The updated ITP detailed the inclusion of deload weeks at four different points, spaced out during the program. The concept of deloading has been popularized in strength and conditioning and theorized to allow the body a brief period of recovery when going through a long duration of linear loading. Anecdotally, pitchers often report periods of fatigue and generalized soreness over the course of the ITP. The deload period allows the body to recover before continuing to the next, and often with increased intensity, phases of the program. The inclusion of deload weeks in the updated ITP required a strategic plan when returning to the throwing progression to assure appropriate ACWR was maintained. The inclusion of the deload weeks arguably had a negative effect on the buildup of chronic workload and drop in ACWR below the safe range of 0.7. We believe the benefit of giving the athlete a physical and mental break from the long rehabilitation process is ultimately more advantageous in the long run, as long as the ACWR is accounted for appropriately after the deload period.

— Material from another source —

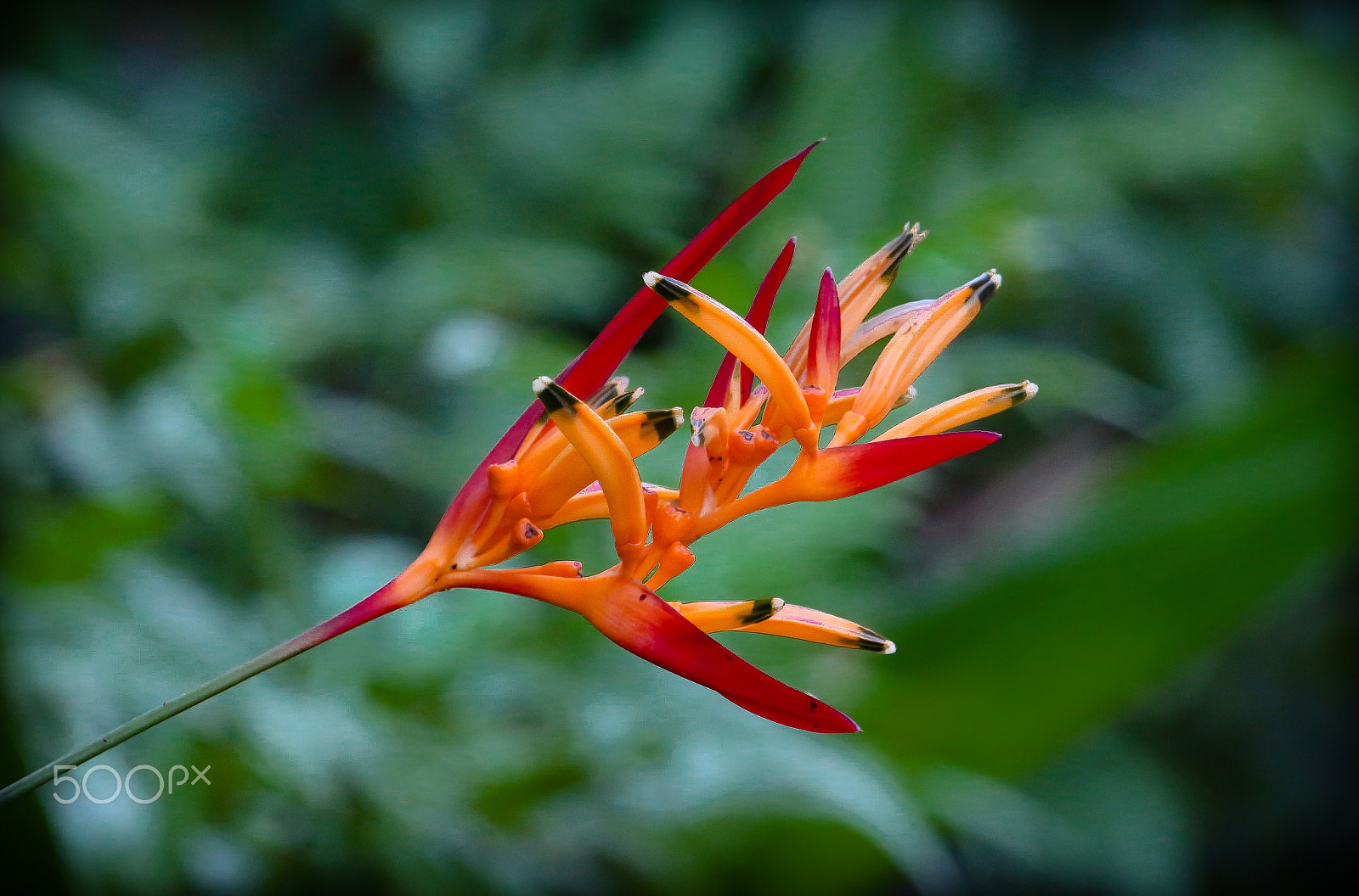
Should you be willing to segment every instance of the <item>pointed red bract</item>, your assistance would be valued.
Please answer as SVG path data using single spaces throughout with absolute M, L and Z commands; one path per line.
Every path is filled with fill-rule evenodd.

There are a few limitations to the current study that should be mentioned. The data used to analyze the ITP workloads was determined using data for healthy high school and collegiate pitchers reported by Melugin et al27 and Dowling et al.9 The relationships between elbow torque and workload with types of throws may vary for pitchers of different age, height, weight, and throwing mechanics. The individual needs of each player must always be addressed when designing any ITP. The optimal ITP may vary for different pitching injuries. Our computational model of throwing workload was predicated on biomechanical studies of elbow varus torque and may therefore be most applicable to pitchers recovering from surgical treatment of UCL injuries. Variations of this program should be designed that take into consideration shorter or longer durations based on the specific athlete and injury.
CONCLUSION
We have introduced an updated ITP based upon our current understanding of the biomechanics of throwing programs and built to represent the needs of the modern baseball pitcher. The proposed ITP has a more gradual and consistent workload progression than past ITPs, as measure by chronic workload and ACWR. This program can be used to return pitchers back to baseball pitching during long-term rehabilitation programs for shoulder and elbow injuries.